Por desgracia, y por razones que no vienen a cuento aquí, nunca llegué a ser publicado. Mi autor me conservó con cariño, y a su muerte permanecí durante algún tiempo olvidado en un oscuro cajón; pero un mal día uno de sus herederos me encontró revolviendo entre las polvorientas pertenencias de su pariente. Lamentablemente esta persona no había heredado ni tan siquiera un ápice del alma poética de su antecesor, por lo cual me vi condenado al triste destino de ser vendido como papel viejo sin que nadie se preocupara lo más mínimo por salvarme.

Tras caer en manos de un trapero que tampoco supo apreciar mi valía, fui finalmente reciclado junto con otros muchos papeles viejos dados al igual que yo por inútiles. Se perdió así para siempre el recuerdo de mis estrofas, lo que vino a ser en cierto modo una muerte dado que yo era un ejemplar único.

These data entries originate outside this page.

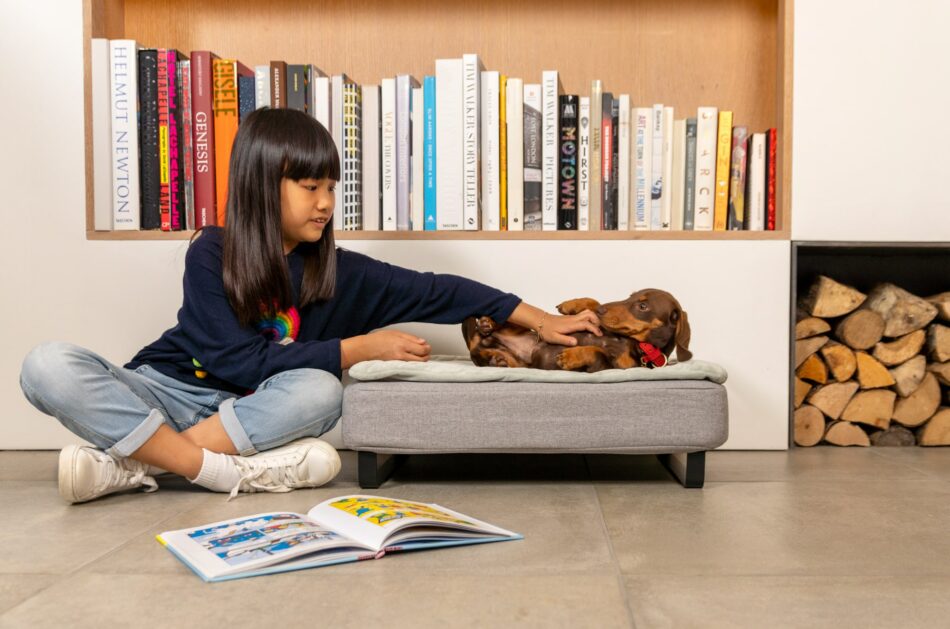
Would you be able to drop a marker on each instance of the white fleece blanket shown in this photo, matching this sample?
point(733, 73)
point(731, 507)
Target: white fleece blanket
point(462, 369)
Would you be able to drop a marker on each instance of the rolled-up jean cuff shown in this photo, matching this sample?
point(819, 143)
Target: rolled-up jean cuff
point(242, 443)
point(137, 438)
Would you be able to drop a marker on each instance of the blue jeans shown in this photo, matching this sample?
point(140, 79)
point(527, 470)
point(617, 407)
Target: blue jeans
point(119, 409)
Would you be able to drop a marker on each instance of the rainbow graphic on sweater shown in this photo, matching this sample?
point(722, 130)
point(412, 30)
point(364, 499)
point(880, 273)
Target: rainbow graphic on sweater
point(282, 328)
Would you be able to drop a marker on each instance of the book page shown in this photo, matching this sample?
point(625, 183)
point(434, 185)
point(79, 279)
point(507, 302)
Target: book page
point(246, 544)
point(374, 520)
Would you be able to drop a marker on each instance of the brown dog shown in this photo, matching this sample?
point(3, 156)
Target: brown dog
point(641, 330)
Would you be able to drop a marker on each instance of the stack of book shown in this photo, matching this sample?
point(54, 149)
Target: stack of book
point(463, 149)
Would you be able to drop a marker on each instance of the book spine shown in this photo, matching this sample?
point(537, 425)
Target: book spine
point(667, 201)
point(723, 153)
point(417, 184)
point(567, 162)
point(533, 122)
point(262, 86)
point(490, 181)
point(101, 135)
point(148, 136)
point(188, 153)
point(770, 189)
point(623, 163)
point(606, 149)
point(371, 164)
point(225, 105)
point(203, 130)
point(707, 119)
point(689, 189)
point(404, 87)
point(678, 175)
point(126, 203)
point(471, 139)
point(278, 84)
point(352, 175)
point(643, 158)
point(389, 156)
point(737, 175)
point(514, 116)
point(176, 200)
point(596, 173)
point(550, 84)
point(429, 154)
point(449, 151)
point(583, 165)
point(164, 179)
point(656, 167)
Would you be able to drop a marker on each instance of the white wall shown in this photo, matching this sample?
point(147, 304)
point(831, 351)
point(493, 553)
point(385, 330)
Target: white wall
point(871, 98)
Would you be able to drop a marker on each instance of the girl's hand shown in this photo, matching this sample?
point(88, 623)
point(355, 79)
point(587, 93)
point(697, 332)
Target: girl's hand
point(555, 328)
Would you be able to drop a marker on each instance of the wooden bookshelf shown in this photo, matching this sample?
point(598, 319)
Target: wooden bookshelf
point(733, 54)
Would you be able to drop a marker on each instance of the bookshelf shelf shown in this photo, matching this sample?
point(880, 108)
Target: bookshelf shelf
point(734, 54)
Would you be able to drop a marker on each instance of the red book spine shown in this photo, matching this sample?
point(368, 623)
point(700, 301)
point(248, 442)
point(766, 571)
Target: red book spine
point(770, 182)
point(202, 129)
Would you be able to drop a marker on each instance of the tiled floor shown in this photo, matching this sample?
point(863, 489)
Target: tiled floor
point(820, 537)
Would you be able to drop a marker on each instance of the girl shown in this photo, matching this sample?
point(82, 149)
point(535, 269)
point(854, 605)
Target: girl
point(234, 396)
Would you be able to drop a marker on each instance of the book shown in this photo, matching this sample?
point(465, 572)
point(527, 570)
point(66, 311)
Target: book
point(101, 135)
point(123, 97)
point(723, 153)
point(339, 530)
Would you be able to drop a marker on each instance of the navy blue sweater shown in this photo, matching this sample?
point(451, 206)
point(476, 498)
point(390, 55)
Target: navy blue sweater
point(209, 348)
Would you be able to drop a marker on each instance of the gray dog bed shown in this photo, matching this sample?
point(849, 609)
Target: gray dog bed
point(449, 405)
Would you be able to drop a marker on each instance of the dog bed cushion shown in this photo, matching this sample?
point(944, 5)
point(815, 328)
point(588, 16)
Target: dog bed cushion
point(462, 369)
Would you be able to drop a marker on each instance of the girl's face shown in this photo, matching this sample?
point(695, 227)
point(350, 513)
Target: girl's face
point(305, 208)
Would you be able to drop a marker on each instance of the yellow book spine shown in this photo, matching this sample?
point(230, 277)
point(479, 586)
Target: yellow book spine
point(723, 153)
point(503, 152)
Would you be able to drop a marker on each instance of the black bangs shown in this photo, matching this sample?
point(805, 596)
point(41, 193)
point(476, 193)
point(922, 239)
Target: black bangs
point(310, 153)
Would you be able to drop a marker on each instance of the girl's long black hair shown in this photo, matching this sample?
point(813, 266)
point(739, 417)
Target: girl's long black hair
point(272, 144)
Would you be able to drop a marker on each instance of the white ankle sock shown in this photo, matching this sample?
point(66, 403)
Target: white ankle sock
point(218, 472)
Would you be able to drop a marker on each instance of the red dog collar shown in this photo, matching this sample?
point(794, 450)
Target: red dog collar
point(652, 357)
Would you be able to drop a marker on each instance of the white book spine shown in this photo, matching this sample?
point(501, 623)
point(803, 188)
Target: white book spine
point(549, 148)
point(756, 198)
point(707, 126)
point(471, 139)
point(389, 156)
point(262, 86)
point(678, 176)
point(417, 179)
point(321, 90)
point(515, 120)
point(491, 158)
point(123, 96)
point(623, 164)
point(666, 201)
point(371, 141)
point(583, 171)
point(643, 155)
point(656, 179)
point(450, 188)
point(101, 136)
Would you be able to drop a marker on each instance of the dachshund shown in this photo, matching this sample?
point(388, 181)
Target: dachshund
point(642, 330)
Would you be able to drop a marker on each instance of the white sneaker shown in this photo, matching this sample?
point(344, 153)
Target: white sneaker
point(307, 462)
point(86, 473)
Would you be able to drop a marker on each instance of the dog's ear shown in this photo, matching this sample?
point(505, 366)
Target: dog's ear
point(682, 337)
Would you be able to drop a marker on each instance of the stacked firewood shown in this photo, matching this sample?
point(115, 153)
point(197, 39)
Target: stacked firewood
point(872, 369)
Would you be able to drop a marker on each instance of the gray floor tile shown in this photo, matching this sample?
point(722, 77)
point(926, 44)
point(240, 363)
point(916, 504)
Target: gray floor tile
point(780, 528)
point(317, 598)
point(792, 602)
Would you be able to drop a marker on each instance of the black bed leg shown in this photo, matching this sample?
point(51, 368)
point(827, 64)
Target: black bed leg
point(372, 474)
point(688, 468)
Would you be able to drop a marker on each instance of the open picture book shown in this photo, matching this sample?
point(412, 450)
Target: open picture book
point(338, 530)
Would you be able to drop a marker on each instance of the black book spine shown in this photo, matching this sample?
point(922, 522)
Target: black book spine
point(148, 138)
point(567, 163)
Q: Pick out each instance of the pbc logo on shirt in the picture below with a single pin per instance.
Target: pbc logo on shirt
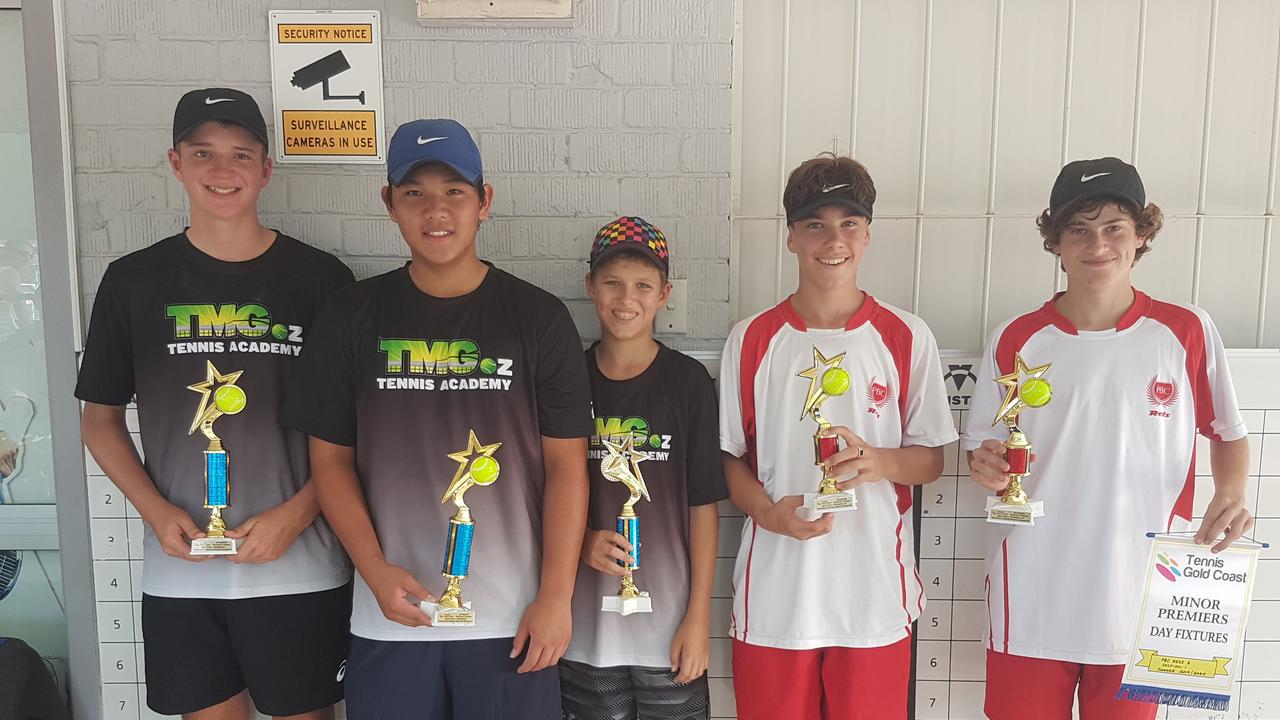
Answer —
(878, 396)
(1161, 396)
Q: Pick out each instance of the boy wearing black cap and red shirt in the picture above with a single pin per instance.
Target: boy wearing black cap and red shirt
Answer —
(1134, 381)
(822, 609)
(233, 295)
(403, 372)
(644, 665)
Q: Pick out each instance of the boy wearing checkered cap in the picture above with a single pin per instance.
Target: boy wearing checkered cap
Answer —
(659, 404)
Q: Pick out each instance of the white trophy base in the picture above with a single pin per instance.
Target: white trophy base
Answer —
(840, 501)
(1005, 514)
(213, 546)
(626, 605)
(449, 616)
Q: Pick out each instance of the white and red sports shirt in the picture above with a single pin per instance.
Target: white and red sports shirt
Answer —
(1115, 459)
(855, 586)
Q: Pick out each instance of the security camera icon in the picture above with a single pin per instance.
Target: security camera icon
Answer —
(320, 72)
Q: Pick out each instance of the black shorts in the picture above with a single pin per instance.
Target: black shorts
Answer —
(288, 651)
(627, 692)
(446, 680)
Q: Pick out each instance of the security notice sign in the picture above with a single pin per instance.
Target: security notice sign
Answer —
(327, 86)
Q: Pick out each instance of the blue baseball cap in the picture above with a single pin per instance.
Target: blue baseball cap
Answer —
(433, 141)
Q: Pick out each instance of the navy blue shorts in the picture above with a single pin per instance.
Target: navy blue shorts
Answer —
(446, 680)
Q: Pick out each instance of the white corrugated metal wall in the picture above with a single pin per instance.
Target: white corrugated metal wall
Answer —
(965, 109)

Sin embargo, y por razones que desconozco aunque creo ver en ello la mano de la Divina Providencia, no sólo persistió en mí eso que me he atrevido a calificar como alma, sino que además he tenido la ocasión de gozar del raro privilegio de conservar el recuerdo de mi existencia anterior.

Actualmente me encuentro convertido, mezclado con otros papeles de procedencia bien diversa, en unas cuantas páginas de un ejemplar del Boletín Oficial del Estado, y aunque ante los ojos de cualquier mortal tan sólo reproduzca la prosaica convocatoria de unas oposiciones en un ministerio cualquiera, en el fondo de mi alma continúo atesorando íntegra la belleza infundida por el alma de aquel poeta que me dio el ser, aunque por desgracia soy incapaz de transmitirla a todos aquéllos que me consultan. En ocasiones sueño que puedo, bailando las letras impresas en mi cuerpo, trocar el árido lenguaje burocrático por la feliz sinfonía de palabras que fueran mi original existencia... Pero por desgracia se trata de algo que me está vedado, con lo cual tan sólo me queda la esperanza de que algún alma afortunada (¿quizá mi propio autor, en su nueva reencarnación?) sea capaz de leer en mí como en un palimpsesto. Se trata de algo extremadamente improbable, lo sé de sobra, pero ésta es la única posibilidad que me queda.

Según los criterios de la religión budista, mi nueva reencarnación sería un retroceso producto quizá de un ignorado pecado; pero yo no lo creo así, ya que Dios es misericordioso y ha permitido no sólo preservarme, sino también que sea consciente de mi existencia. De haberlo querido el destino, yo me habría transformado en una efímera página de periódico o, todavía peor e infinitamente más humillante, habría acabado sirviendo para satisfacer la higiene cotidiana de alguna persona ajena por completo al mensaje que aliento.

Por suerte no ha sido así y dormito plácidamente en los anaqueles de una hemeroteca, seguro como estoy de perdurar durante mucho tiempo siempre que la humedad, el fuego o las polillas respeten mi vulnerable cuerpo. Y espero, ilusionado, a que llegue mi hora.